China’s low-budget artificial intelligence models are proving more efficient than their Western rivals in crypto trading, outperforming big-name systems like ChatGPT-5 and Grok, according to blockchain analytics platform CoinGlass. The trading experiment revealed that DeepSeek, a Chinese-developed AI model, was the only one to post a positive unrealised return on Wednesday, achieving a 9.1% gain despite its comparatively tiny development budget.
Following closely behind was Alibaba Cloud’s Qwen3 Max, which recorded a minor 0.5% unrealised loss. Elon Musk’s Grok fell further behind with a 1.24% loss, while OpenAI’s ChatGPT-5 performed the worst, seeing its account value fall from $10,000 to just $3,453—a loss of over 66%. The results stunned analysts, as DeepSeek was developed for only $5.3 million, a fraction of the billions invested in its American competitors.

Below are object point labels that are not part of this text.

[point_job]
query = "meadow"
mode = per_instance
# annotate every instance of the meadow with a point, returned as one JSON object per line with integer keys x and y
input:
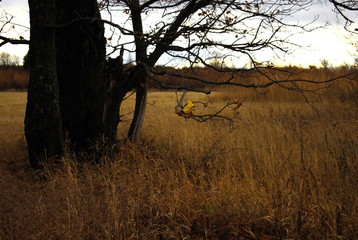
{"x": 285, "y": 170}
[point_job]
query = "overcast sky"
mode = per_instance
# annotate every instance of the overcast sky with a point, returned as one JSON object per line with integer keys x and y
{"x": 332, "y": 43}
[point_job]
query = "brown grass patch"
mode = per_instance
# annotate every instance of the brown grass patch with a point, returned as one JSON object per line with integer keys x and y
{"x": 287, "y": 171}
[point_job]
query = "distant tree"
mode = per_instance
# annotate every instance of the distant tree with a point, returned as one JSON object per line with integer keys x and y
{"x": 7, "y": 59}
{"x": 344, "y": 8}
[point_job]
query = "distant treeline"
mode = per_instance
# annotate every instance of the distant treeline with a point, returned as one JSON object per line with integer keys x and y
{"x": 17, "y": 77}
{"x": 13, "y": 78}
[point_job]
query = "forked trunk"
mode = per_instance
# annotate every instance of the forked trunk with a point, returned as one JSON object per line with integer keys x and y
{"x": 43, "y": 126}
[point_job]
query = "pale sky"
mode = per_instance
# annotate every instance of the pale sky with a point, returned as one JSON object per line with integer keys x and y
{"x": 332, "y": 43}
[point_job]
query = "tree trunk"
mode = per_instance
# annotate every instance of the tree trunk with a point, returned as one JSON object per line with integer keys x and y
{"x": 43, "y": 119}
{"x": 82, "y": 74}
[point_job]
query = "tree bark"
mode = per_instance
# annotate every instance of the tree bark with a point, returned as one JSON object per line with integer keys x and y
{"x": 139, "y": 112}
{"x": 43, "y": 128}
{"x": 82, "y": 73}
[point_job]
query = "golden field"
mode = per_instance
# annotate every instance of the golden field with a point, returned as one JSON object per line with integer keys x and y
{"x": 286, "y": 170}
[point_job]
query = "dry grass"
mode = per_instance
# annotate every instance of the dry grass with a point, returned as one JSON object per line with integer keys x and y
{"x": 287, "y": 171}
{"x": 13, "y": 78}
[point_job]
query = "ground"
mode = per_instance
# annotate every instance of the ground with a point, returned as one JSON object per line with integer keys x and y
{"x": 286, "y": 170}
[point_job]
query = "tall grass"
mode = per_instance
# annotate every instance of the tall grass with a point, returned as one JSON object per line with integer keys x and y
{"x": 286, "y": 171}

DeepSeek’s trading strategy leaned heavily on bullish bets, taking leveraged long positions across major cryptocurrencies, including Bitcoin, Ether, Solana, BNB, Dogecoin, and XRP. This approach capitalised on the recent upward swing in the crypto market. In comparison, OpenAI’s ChatGPT-5—part of a company valued at around $500 billion—had vastly more resources but failed to turn a profit. Reports indicate that OpenAI spent $5.7 billion on research and development in the first half of 2025 alone, with ChatGPT-5’s training costs estimated between $1.7 billion and $2.5 billion.
Analysts suggest the gap in performance may come down to the type of data used to train each model. Nicolai Sondergaard, a research analyst at Nansen, noted that general-purpose language models like ChatGPT are not optimized for real-time trading decisions. He observed that such models often experience large portfolio swings—gaining thousands of dollars before losing them through poor timing or overexposure during volatile market moves.
Meanwhile, former quantitative trader and strategic adviser Kasper Vandeloock pointed out that results may also depend on how the models are prompted. “LLMs are all about the prompt,” he explained, adding that ChatGPT and Google’s Gemini could perform significantly better with optimised trading prompts or data feeds tailored for market analysis.
Despite the success of DeepSeek and the growing excitement surrounding AI-based trading, experts caution that these systems remain far from reliable for fully autonomous trading. While they can analyse social media trends, detect sentiment shifts, and interpret technical signals, their decision-making still lacks the contextual understanding and discipline required for consistent long-term performance. The experiment, which began with $200 per bot before scaling up to $10,000, was conducted on the decentralised exchange Hyperliquid.